Film director Phoebe von Held takes as her starting point Denis Diderot's eighteenth century text, D'Alembert's Dream for her animation Chrysalis. The result interlaces historical speculations of cloning with later-day scientific insight.
Material Beliefs, a collective of designers who collaborate with scientists, have created a display of biotechnological products and devices to deal with potential situations made possible by progressions in bioscience: An interface to interact with a culture of brain cells cared for in a distant laboratory; a group of carnivorous robots; a biometric devise for child surveillance; a reflection on tissue manipulation.
Artists Eggebert and Gould have cultivated a pair of, at once curious and grotesque, topiary lambs. With reference the ancient Scythian myth (of a lamb growing from a plant) the work, The Vegetable Lamb, contemplates transgenic research and notions of manipulated life forms.

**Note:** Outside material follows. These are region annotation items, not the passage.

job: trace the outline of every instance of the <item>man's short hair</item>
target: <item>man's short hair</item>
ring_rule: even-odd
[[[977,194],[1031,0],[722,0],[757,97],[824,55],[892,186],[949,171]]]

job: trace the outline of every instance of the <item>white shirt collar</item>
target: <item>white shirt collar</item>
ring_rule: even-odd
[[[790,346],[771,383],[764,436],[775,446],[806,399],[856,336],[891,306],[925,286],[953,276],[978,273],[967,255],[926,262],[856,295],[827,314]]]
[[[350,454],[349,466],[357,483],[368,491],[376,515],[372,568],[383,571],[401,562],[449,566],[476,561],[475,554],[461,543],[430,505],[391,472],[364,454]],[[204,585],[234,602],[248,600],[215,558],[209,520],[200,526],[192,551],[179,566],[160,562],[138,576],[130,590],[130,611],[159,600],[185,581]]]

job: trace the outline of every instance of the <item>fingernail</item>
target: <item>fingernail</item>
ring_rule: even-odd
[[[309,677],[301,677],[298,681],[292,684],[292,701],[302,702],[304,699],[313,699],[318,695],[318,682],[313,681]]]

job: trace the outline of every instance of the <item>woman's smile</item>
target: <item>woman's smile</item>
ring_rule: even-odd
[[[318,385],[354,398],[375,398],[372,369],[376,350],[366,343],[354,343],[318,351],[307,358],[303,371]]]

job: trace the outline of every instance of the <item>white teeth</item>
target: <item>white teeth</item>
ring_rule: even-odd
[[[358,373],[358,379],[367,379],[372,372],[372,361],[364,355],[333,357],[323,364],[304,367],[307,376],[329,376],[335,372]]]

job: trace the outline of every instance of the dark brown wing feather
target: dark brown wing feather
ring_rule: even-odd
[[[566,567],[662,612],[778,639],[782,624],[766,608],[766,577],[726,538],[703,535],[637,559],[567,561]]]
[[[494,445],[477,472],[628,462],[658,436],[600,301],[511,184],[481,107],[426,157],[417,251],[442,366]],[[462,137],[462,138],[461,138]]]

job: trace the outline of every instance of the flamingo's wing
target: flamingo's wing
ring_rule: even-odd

Alex Bunn's sculpture, Quaibrid, explores the possibilities of reshaping and manipulating body image. The bust is formed using multiple high resolution medical scan topography of different tissues of the body that are fused with architectural components to create a unique hybrid portrait.
The myth of the fountain of eternal youth is reflected upon in the film, Fountain, by Carl Stevenson to explore anxieties around genetic enhancement and regenerative biotechnologies.
Intensively bred zebra fish are the protagonists of Kathleen Rogers's multi-layered digital installation, Cocoon. Video microscopy of the artificially mutated fish embryos, spliced between different screens, reflects upon the manipulation of embryonic life.
Anne Brodie's Exploring the Invisible, uses bioluminescence, a bacteria used for medical research, including the non-invasive analyses of cancerous cells, to create a series of haunting photographic portraits.